Lying for Mom

Not that it makes you a bad person. I’d cheerfully lie for Emily, in fact I lie all the time just for sport (sometimes 17 times before breakfast, you have to get up pretty early in the morning to out-lie me). In fact I’ll pass along for free Archie Goodwin’s (Nero Wolf’s partner, you should read them, they’re very good) advice for lying- Keep it simple and easy to remember. Shut up. Stick to it as long as you can.

So I’m not questioning Chelsea’s morality or honor or anything like that, I’m simply pointing out that she and the Clinton campaign are saying things about Bernie Sander’s proposals for Universal Health CARE (not insurance) that are not true and they know this (because they’re smart people) and are deliberately doing it anyway because, unfortunately for them, they are not dominating the Democratic Primary the way they think they ought to be and that misrepresenting his positions will gain them some kind of advantage (which it won’t).

Here’s what Chelsea said

“Sen. Sanders wants to dismantle Obamacare, dismantle the CHIP program, dismantle Medicare, and dismantle private insurance,” she said during a campaign stop in New Hampshire. “I worry if we give Republicans Democratic permission to do that, we’ll go back to an era – before we had the Affordable Care Act – that would strip millions and millions and millions of people off their health insurance.”

Oh, and she (Chelsea) wants to focus on the specifics. From Jon Green at Americablog

Focusing on the “specifics” of Sanders’s proposal for single-payer health care would require Clinton to disclose that after dismantling Obamacare, CHIP, Medicare and private insurance, all of those things would be replaced by what Sanders has consistently described as “Medicare for all.” Instead, she’s found a different way to make the same kind of disingenuous claim about the consequences of single payer.

On the cost side, Clinton’s camp zeroes in on everything that happens after the new system is implemented, ignoring the savings realized by eliminating the existing system. On the benefits side, Clinton’s camp ignores everything that happens after the new system is implemented, zeroing in on all of the benefits Americans currently receive. In neither case is the plan considered as a whole — perhaps because 81 percent of Democrats (and 58% of all US adults) support the idea.

Indeed, as Jon points out at the beginning of his piece, while it is true that Medicare for All will cost as much as $15 Trillion (over 10 years), “it’s a lot cheaper than private health care, which is currently on track to cost the American people close to $42 trillion over the next ten years. That’s why the analysis from which both Clinton and the Wall Street Journal get their eye-popping price tag is titled (.pdf) “How we can afford a national single-payer health plan.”

To continue-

(I)f Clinton wants to hit Sanders over single-payer, there are more honest and, frankly, more popular ways to do it. Given that Democrats are practically guaranteed to have a minority in the House and, at best, a majority in the Senate that can’t break a filibuster, there is absolutely no hope for Sanders’s single-payer plan to become a reality. So Clinton could say that she’s on board with Sanders’s ideals, but that’s all they are: ideals. She could say that she lives in the real world, and is interested in actually passing legislation that expands access to health care — however incremental that legislation may be. That may not sound exciting to the progressive base, but they’d probably shrug their shoulders and count it as an acceptable disagreement.
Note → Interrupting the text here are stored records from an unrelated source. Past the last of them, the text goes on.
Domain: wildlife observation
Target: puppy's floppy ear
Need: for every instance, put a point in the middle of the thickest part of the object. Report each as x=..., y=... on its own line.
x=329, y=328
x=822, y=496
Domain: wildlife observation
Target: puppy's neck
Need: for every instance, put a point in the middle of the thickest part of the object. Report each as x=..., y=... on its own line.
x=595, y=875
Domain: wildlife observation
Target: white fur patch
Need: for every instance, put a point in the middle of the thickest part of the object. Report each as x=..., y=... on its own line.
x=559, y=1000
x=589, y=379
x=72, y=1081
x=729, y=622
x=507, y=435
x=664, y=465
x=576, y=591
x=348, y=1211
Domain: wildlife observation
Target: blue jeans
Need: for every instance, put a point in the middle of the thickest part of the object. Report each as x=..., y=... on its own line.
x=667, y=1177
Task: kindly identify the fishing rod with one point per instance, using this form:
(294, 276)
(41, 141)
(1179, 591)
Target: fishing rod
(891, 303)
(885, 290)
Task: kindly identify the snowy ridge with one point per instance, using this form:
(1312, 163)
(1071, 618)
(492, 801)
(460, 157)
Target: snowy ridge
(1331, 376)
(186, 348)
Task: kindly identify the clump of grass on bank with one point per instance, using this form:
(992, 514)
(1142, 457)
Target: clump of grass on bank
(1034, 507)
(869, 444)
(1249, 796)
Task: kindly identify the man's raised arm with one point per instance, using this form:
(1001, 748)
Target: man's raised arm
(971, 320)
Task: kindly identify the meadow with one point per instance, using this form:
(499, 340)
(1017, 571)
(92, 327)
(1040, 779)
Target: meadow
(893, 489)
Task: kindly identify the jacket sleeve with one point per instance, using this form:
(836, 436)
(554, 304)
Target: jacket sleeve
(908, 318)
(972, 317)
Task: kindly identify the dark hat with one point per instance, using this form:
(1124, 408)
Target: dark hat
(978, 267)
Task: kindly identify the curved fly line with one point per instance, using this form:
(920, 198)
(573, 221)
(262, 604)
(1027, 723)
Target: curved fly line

That isn’t what she’s done, though.

This back-and-forth over whether truly universal health care is good, or whether it’s Actually Bad, is part of the broader debate emerging between Sanders and Clinton over whether taxes can ever be good, or whether they’re always bad. By making a big deal out of single-payer’s price tag, Clinton is implying (correctly) that single-payer costs too much to fund solely through taxes on the wealthy. Ordinary Americans will have to give more money to the IRS in order to make it happen. Sanders is fine with this, and is betting that most voters will be too so long as that extra money they give to the IRS is less than the money they no longer have to give to their private insurer.

This argument is all but guaranteed to come up on Sunday at the next democratic debate. And both candidates think it’s an argument they can win. Clinton will just have to bring Republican talking points to a Democratic debate in order to do so.

Let’s all just say Hurray for the Third Way. As Nero would put it- “Pfui.”